Origin Energy’s big news about the earlier-than-forecast closure of its huge Eraring coal-fired power station in NSW’s Hunter Valley (see separate story) overshadowed the mixed bag of a half year result for the energy group on Thursday.
Because of weak energy and gas prices and demand (blame the effects of La Nina on the East Coast), the company’s financial performance was not all that inspiring.
The steady interim dividend of 12.5 cents a share is testimony to that and a hoped-for recovery in the current half and the rest of calendar 2022.
In fact Origin upgraded its forecast for full year underlying earnings a little in the report on Thursday.
Perhaps that’s why the company’s share price, which fell more than 6% in the morning had recovered by early afternoon to end up nearly 1% at $6.16.
And as explained below, there is a hidden gem in the origin financial report that will investors will need to keep an eye on as the company moves from a coal fired powered utility to gas dependent and renewable growth, plus a growing ‘virtual presence’ so far as its retailing is concerned.
But it was the news about Earing’s looming closure than dominated headlines.
It is Australia’s largest coal-burning power station and its viability has been undermined by the remorseless slide in the cost of energy from renewables and higher thermal coal costs for much of the past six months thanks to Europe’s gas crisis, China’s power crisis and rationing last October and then the latest upsurge in tensions (and prices) as Russia pressures Ukraine and Western Europe and the US.
Origin says it has given notice to authorities that it intends to shut down the 2,880-megawatt Eraring station and its four generating units on Lake Macquarie, north of Sydney after the required notice period of three and a half years, saying “rapidly changing” energy market conditions have hit the plant’s viability.
Originally scheduled to close in 2032, Eraring and its coal-fired power is now too expensive in the face of low-cost renewables — especially with the sharp rise in thermal coal prices which do not looking like returning to the lows of 2020 and early 2021.

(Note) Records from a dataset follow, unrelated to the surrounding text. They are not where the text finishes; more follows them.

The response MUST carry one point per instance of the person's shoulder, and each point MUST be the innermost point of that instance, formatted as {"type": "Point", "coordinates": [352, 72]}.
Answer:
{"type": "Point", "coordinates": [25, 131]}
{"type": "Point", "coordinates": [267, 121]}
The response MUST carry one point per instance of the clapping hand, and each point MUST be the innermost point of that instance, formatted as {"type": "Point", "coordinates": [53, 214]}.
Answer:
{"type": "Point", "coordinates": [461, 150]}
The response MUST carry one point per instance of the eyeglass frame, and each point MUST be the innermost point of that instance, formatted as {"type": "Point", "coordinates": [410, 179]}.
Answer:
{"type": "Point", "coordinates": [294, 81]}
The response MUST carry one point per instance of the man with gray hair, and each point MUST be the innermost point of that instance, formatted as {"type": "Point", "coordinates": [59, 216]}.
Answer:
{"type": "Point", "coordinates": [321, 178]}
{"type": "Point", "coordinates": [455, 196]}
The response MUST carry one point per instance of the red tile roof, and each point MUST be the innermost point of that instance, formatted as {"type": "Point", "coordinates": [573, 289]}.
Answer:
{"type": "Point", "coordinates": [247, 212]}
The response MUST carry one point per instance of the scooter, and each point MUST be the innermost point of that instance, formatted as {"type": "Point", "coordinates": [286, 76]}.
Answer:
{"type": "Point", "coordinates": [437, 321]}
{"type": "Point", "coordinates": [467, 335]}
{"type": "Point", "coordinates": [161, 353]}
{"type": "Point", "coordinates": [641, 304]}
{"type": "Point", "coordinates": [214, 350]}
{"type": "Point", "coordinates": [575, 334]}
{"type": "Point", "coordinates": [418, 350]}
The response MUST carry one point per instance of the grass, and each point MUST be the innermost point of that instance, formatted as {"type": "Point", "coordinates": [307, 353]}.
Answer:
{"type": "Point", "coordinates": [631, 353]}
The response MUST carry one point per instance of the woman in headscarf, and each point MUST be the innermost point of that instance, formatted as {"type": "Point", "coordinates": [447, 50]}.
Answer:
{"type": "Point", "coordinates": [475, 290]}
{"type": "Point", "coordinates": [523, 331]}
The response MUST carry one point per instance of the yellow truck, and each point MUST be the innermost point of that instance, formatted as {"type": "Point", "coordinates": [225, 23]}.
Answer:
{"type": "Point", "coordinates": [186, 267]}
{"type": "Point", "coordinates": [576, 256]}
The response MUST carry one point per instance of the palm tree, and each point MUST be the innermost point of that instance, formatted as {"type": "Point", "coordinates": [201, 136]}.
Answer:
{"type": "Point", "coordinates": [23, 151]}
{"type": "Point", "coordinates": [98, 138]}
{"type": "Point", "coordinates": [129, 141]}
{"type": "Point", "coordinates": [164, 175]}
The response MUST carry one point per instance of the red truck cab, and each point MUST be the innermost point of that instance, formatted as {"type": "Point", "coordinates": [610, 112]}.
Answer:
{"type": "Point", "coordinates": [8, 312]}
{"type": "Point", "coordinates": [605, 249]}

The NSW Government revealed on Thursday that it will build a 700-megawatt battery in the lower Hunter to handle power needs. It will be built with involvement from the private sector (Origin?) and the government says it will be ready by 2025 when Eraring closes. At the same time government said it will announce later today (Friday) an assistance package for Eraring workers for when the closure happens.
That’s a sign there will be no going back on the decision – even if there is a small delay past mid 2025 and the issue goes all political in the forthcoming federal poll.
At some stage Origin is going to have to start talking about the costs associated with closing Eraring, its dismantling and clean up – a payment to the government looks like being on the cards for what sounds like a big outlay.
In its December financial report Origin reported a Statutory Loss of $131 million, which reflected the one-off impairment and net capital gains tax expense associated with the $2.1 billion sale of a 10% interest in Australia Pacific LNG in Queensland in late 2021.
“Once completed, the sale will allow Origin to both crystallise some of the value in that asset and strengthen the balance sheet, while retaining a significant shareholding,” Origin explained.
Underlying earnings before interest tax depreciation and amortisation (EBITDA) were lower at $1,099 million, as increased earnings from Australia Pacific LNG were offset by expected lower earnings in Energy Markets.
Underlying profit rose 18% to $268 million for the half.
The outlook for the full-year has improved on the strength of commodity prices, with guidance for Origin Underlying EBITDA higher at $1,950 – $2,250 million.
Origin CEO Frank Calabria said n Thursday’s release “Origin achieved a solid result in the first half given the continued economic disruptions from COVID-19 and challenging conditions in the electricity market driven by more subdued demand and lower tariffs.
“The performance of Australia Pacific LNG was outstanding, achieving record-high revenue off the back of a strong rebound in commodity prices. Australia Pacific LNG delivered a first half cash distribution of $555 million.
“Superior field performance and an ability to keep costs low, has put the business in a strong position to benefit from the buoyant commodities market. Australia Pacific LNG is expected to distribute more than $1.1 billion in cash to Origin for the full-year, net of oil hedging.
And buried in the report was a small update on what could be a hidden gem in Origin – its stake in the rapidly growing UK based energy retailer, Octopus, whose valuation has more than tripled to over 3 billion pounds or close to $A6 billion in less than a year.
That means Origin’s 20% stake has risen to more than $1.1 billion. It paid around $400 million for a stake last year.
“Octopus has now established a retail presence in seven of the world’s largest deregulated energy markets and has increased its UK energy customer numbers by 2.7 million in the past 15 months,” Origin said on Thursday.
Most of that growth came during a terrible power crisis that saw a slew of small to medium UK energy retailers collapse – Octopus took over millions of customers during the supply and price crisis in 2021.